To solve complex challenges that we currently are dealing with, we must come up with complex solutions. Our approach shifts the fundamentals of production forecasting by generating curves based on pre-run simulations before applying curves directly on production data to establish trends. The method gives you critical insights on which combinations of physical parameters to use and minimize uncertainties with opposed to ‘completely guessing’ all the way through.
Selecting meaningful parameters to study was a tough and long process that we had to go through. We started with so many of them with low and high ranges in a single well model including: initial reservoir pressure, reservoir depth, bottom-hole flowing pressure, bubble point pressure, dew point pressure, pressure gradient, reservoir temperature, reservoir thickness, oil density, gas gravity, matrix and natural fracture permeability, non-fracture zone matrix permeability multiplier, vertical and horizontal permeability multipliers, rock matrix/natural fracture porosity, natural fracture spacing, matrix/hydraulic fracture initial water saturation, water-oil contact depth, matrix/natural fracture compressibility, lateral length, cluster spacing, well spacing, number of clusters, hydraulic fracture half-length/height/width/conductivity/permeability, hydraulic fracture compaction, relative permeability tables, and Pressure-Volume-Temperature (PVT) tables.
After several years of R&D work on the impact from each of these parameters, we revised and arranged them in a much more meaningful way into nine categories for our pre-run multi-well models. These subgroups of parameters are Reservoir, Completion, Pressure drawdown, “Neighboring well Influence” factors: Timing, Pressure, Completion, Spacing, Quantity of wells, and mostly importantly FDI factors.
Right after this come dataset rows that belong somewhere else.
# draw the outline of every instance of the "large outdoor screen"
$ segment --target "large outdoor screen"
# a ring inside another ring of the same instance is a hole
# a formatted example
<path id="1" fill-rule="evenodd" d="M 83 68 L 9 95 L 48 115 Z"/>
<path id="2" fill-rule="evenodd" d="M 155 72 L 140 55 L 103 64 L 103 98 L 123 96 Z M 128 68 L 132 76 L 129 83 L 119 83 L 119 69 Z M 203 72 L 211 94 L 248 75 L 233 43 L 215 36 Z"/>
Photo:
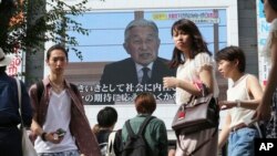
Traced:
<path id="1" fill-rule="evenodd" d="M 109 10 L 86 12 L 74 17 L 83 28 L 90 31 L 89 35 L 82 35 L 68 30 L 68 33 L 79 41 L 79 45 L 74 48 L 81 51 L 83 60 L 70 51 L 66 75 L 79 85 L 83 102 L 90 105 L 130 104 L 137 93 L 146 91 L 155 94 L 158 104 L 174 104 L 174 90 L 164 89 L 160 77 L 151 83 L 142 84 L 140 81 L 131 81 L 136 79 L 133 73 L 135 70 L 130 70 L 132 65 L 117 63 L 122 66 L 113 70 L 111 65 L 109 67 L 109 64 L 132 60 L 123 45 L 125 28 L 134 19 L 146 19 L 153 21 L 158 28 L 161 43 L 157 56 L 163 60 L 164 65 L 168 65 L 166 60 L 171 60 L 174 49 L 171 27 L 183 18 L 197 24 L 212 53 L 227 45 L 226 9 Z M 151 42 L 151 39 L 147 41 Z M 156 74 L 174 76 L 175 71 L 154 70 L 154 64 L 151 76 Z M 110 74 L 104 74 L 105 70 L 110 71 Z M 117 81 L 111 85 L 102 83 L 106 77 L 110 82 Z"/>

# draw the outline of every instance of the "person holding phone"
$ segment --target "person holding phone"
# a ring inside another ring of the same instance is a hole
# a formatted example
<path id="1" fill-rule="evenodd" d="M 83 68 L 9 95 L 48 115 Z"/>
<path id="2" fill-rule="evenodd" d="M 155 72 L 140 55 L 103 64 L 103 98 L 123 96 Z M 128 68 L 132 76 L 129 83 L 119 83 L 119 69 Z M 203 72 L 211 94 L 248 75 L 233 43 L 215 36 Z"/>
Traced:
<path id="1" fill-rule="evenodd" d="M 233 85 L 227 90 L 227 101 L 220 101 L 227 110 L 225 123 L 219 133 L 218 147 L 228 139 L 228 156 L 254 156 L 254 138 L 259 136 L 258 126 L 252 125 L 252 116 L 263 96 L 256 76 L 245 73 L 246 59 L 238 46 L 227 46 L 216 53 L 218 71 Z M 255 122 L 255 121 L 254 121 Z"/>
<path id="2" fill-rule="evenodd" d="M 266 21 L 270 23 L 266 45 L 263 50 L 267 62 L 270 64 L 267 84 L 260 105 L 254 118 L 266 121 L 266 137 L 277 138 L 277 1 L 261 0 Z"/>
<path id="3" fill-rule="evenodd" d="M 61 44 L 47 52 L 50 74 L 43 82 L 41 100 L 38 85 L 29 91 L 34 116 L 31 129 L 37 136 L 39 156 L 101 156 L 98 141 L 91 132 L 78 87 L 64 79 L 68 52 Z"/>

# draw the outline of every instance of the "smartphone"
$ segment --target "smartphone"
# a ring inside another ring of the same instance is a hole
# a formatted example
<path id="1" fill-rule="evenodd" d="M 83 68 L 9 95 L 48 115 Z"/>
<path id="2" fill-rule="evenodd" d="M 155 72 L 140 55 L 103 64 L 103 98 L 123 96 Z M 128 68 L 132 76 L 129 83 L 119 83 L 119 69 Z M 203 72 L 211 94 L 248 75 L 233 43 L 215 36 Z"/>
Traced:
<path id="1" fill-rule="evenodd" d="M 64 135 L 65 135 L 65 131 L 64 129 L 62 129 L 62 128 L 59 128 L 59 129 L 57 129 L 55 131 L 55 134 L 59 136 L 59 137 L 63 137 Z"/>

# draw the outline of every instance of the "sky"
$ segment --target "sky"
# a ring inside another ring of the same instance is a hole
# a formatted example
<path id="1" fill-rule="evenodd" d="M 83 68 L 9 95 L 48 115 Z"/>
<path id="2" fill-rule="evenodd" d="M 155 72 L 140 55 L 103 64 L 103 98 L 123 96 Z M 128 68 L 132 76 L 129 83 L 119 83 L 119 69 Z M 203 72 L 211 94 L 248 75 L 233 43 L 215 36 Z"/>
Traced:
<path id="1" fill-rule="evenodd" d="M 218 23 L 219 49 L 227 44 L 226 10 L 218 9 L 218 14 L 213 9 L 182 10 L 144 10 L 144 18 L 154 21 L 160 31 L 161 46 L 158 55 L 172 58 L 174 48 L 171 37 L 171 25 L 181 18 L 193 20 L 199 28 L 209 50 L 214 53 L 214 23 Z M 109 10 L 88 12 L 83 15 L 72 17 L 89 29 L 89 35 L 82 35 L 71 30 L 69 35 L 75 37 L 82 52 L 83 62 L 112 62 L 129 58 L 123 49 L 124 29 L 134 19 L 133 10 Z M 73 51 L 69 53 L 70 62 L 81 62 Z"/>

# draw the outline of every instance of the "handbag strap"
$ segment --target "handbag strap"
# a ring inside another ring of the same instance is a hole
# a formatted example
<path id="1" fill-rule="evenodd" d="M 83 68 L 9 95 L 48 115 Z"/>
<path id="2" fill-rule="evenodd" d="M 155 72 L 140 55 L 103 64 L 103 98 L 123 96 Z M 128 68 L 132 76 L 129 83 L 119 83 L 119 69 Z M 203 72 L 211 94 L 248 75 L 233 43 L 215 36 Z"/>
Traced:
<path id="1" fill-rule="evenodd" d="M 18 86 L 19 115 L 20 115 L 20 121 L 21 121 L 21 127 L 23 127 L 24 124 L 23 124 L 22 108 L 21 108 L 21 84 L 18 79 L 16 79 L 16 81 L 17 81 L 17 86 Z"/>
<path id="2" fill-rule="evenodd" d="M 115 154 L 114 153 L 114 139 L 115 139 L 116 132 L 112 132 L 109 135 L 109 141 L 107 141 L 107 148 L 106 148 L 106 155 L 109 154 Z"/>
<path id="3" fill-rule="evenodd" d="M 193 155 L 194 155 L 196 152 L 198 152 L 205 144 L 207 144 L 209 141 L 212 141 L 212 138 L 215 136 L 217 129 L 218 129 L 218 128 L 216 127 L 215 131 L 214 131 L 214 133 L 212 134 L 212 137 L 209 137 L 208 139 L 204 141 L 204 142 L 203 142 L 199 146 L 197 146 L 191 154 L 187 154 L 187 156 L 193 156 Z M 177 144 L 178 144 L 179 148 L 181 148 L 183 152 L 185 152 L 185 149 L 183 149 L 183 148 L 181 147 L 178 134 L 177 134 L 177 133 L 175 133 L 175 134 L 176 134 L 176 136 L 177 136 Z M 185 152 L 185 153 L 186 153 L 186 152 Z"/>

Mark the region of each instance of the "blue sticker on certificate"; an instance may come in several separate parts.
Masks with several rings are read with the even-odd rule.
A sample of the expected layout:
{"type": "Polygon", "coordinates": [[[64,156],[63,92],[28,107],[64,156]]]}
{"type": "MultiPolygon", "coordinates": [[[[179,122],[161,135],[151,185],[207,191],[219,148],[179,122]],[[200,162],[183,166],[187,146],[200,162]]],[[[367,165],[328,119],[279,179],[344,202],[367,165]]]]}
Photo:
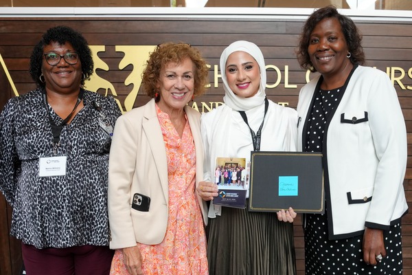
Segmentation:
{"type": "Polygon", "coordinates": [[[279,196],[297,196],[298,177],[279,176],[279,196]]]}

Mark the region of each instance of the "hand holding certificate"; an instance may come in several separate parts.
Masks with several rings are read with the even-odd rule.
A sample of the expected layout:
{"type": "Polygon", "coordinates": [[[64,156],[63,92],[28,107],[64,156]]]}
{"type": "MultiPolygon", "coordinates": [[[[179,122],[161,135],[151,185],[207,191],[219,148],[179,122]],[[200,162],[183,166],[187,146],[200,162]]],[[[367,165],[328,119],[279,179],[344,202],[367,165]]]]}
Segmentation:
{"type": "Polygon", "coordinates": [[[218,188],[218,197],[213,204],[218,206],[246,208],[249,189],[249,167],[245,158],[218,157],[214,182],[218,188]]]}

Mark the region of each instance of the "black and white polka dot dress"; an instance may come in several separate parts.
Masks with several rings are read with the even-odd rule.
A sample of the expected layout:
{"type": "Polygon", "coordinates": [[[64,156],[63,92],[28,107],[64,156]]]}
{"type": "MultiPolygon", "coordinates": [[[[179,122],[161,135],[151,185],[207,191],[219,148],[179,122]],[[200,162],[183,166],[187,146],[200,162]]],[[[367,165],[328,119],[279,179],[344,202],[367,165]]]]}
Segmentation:
{"type": "MultiPolygon", "coordinates": [[[[319,90],[308,118],[308,142],[305,151],[322,152],[322,142],[328,116],[338,100],[342,87],[330,91],[319,90]]],[[[325,213],[306,214],[305,227],[305,266],[307,275],[402,274],[400,223],[383,233],[387,257],[377,265],[363,261],[363,235],[339,240],[329,240],[328,204],[325,213]]]]}

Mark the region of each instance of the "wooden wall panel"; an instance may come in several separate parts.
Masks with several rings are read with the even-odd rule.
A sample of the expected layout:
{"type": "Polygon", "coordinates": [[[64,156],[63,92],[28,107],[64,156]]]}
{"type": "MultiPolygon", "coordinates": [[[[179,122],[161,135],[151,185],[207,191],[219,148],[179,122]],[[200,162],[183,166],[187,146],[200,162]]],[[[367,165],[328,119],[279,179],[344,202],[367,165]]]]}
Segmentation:
{"type": "MultiPolygon", "coordinates": [[[[408,203],[411,206],[412,19],[409,22],[372,22],[354,19],[363,34],[363,47],[367,65],[388,72],[389,75],[393,75],[393,78],[398,78],[397,81],[394,81],[394,87],[398,92],[409,133],[408,169],[404,186],[408,203]]],[[[236,40],[248,40],[255,43],[261,47],[266,65],[275,66],[279,69],[280,75],[272,69],[268,70],[268,84],[276,82],[279,77],[281,78],[278,86],[266,89],[270,99],[278,102],[288,102],[290,107],[295,108],[299,90],[306,83],[306,72],[301,69],[295,56],[295,49],[303,25],[303,22],[296,19],[0,18],[0,54],[4,58],[19,94],[24,94],[35,87],[27,71],[33,45],[47,28],[60,24],[80,30],[91,45],[102,45],[106,47],[105,51],[100,52],[98,56],[107,65],[109,70],[98,69],[97,74],[113,85],[117,95],[116,98],[122,104],[130,91],[136,87],[133,85],[124,85],[124,80],[134,68],[133,65],[128,65],[123,69],[119,69],[119,64],[124,54],[116,52],[117,45],[156,45],[173,41],[184,41],[198,47],[211,65],[211,87],[204,96],[196,98],[192,103],[201,111],[207,111],[205,107],[216,107],[216,102],[222,101],[224,91],[221,79],[218,78],[215,83],[216,75],[220,74],[220,72],[218,67],[218,70],[215,67],[218,67],[219,57],[223,49],[236,40]],[[215,87],[215,85],[218,87],[215,87]]],[[[136,54],[142,54],[136,52],[136,54]]],[[[2,107],[5,100],[12,96],[12,92],[1,68],[0,88],[0,107],[2,107]]],[[[105,91],[100,89],[98,92],[104,94],[105,91]]],[[[108,94],[113,94],[111,92],[108,94]]],[[[141,89],[139,89],[133,106],[141,106],[148,100],[141,89]]],[[[4,201],[0,199],[2,219],[5,207],[4,201]]],[[[297,267],[298,274],[300,275],[304,274],[304,242],[300,216],[297,219],[294,228],[297,267]]],[[[7,241],[3,239],[4,236],[7,236],[5,230],[5,228],[0,227],[0,238],[2,238],[2,241],[0,241],[0,252],[10,250],[10,248],[7,248],[7,241]]],[[[404,274],[412,274],[412,213],[407,214],[403,219],[402,231],[404,274]]],[[[10,258],[18,258],[15,255],[10,256],[10,254],[8,256],[10,258]]],[[[3,266],[7,265],[5,261],[8,260],[3,258],[0,261],[1,271],[5,270],[3,266]]]]}

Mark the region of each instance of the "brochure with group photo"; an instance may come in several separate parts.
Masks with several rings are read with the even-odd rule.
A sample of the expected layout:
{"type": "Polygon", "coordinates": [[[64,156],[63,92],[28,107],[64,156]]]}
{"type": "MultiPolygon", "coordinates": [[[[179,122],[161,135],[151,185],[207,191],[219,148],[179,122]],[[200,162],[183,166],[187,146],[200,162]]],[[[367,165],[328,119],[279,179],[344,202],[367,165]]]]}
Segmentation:
{"type": "Polygon", "coordinates": [[[214,180],[219,189],[213,204],[218,206],[246,208],[249,189],[250,162],[246,158],[217,157],[214,180]]]}

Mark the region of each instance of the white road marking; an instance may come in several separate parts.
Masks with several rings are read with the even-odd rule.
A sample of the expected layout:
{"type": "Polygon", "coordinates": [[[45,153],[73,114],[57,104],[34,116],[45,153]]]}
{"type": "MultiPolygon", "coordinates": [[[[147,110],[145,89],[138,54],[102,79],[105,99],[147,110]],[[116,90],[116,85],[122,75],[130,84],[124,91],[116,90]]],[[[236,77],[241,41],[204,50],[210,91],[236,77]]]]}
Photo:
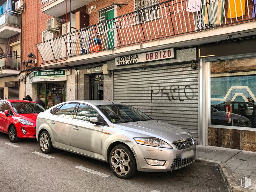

Being a simulation engineer, I was never a big believer in machine learning and thought that it would never work. I was wrong. I assumed machine learning only can solve short term issues in production forecasting, I was wrong also. I would never imagine if we applied neural networks on pre-run simulated curves, how powerful the ‘combo’ models would be. The results and finding we got to date were beyond words. Combining the two really helps us resolve well interference and limited library runs mentioned above. More importantly, we now can ‘simulate and generate physics-based type curves in Spotfire within seconds’ compared to regular simulators which take days/weeks to make runs for large multi-well models.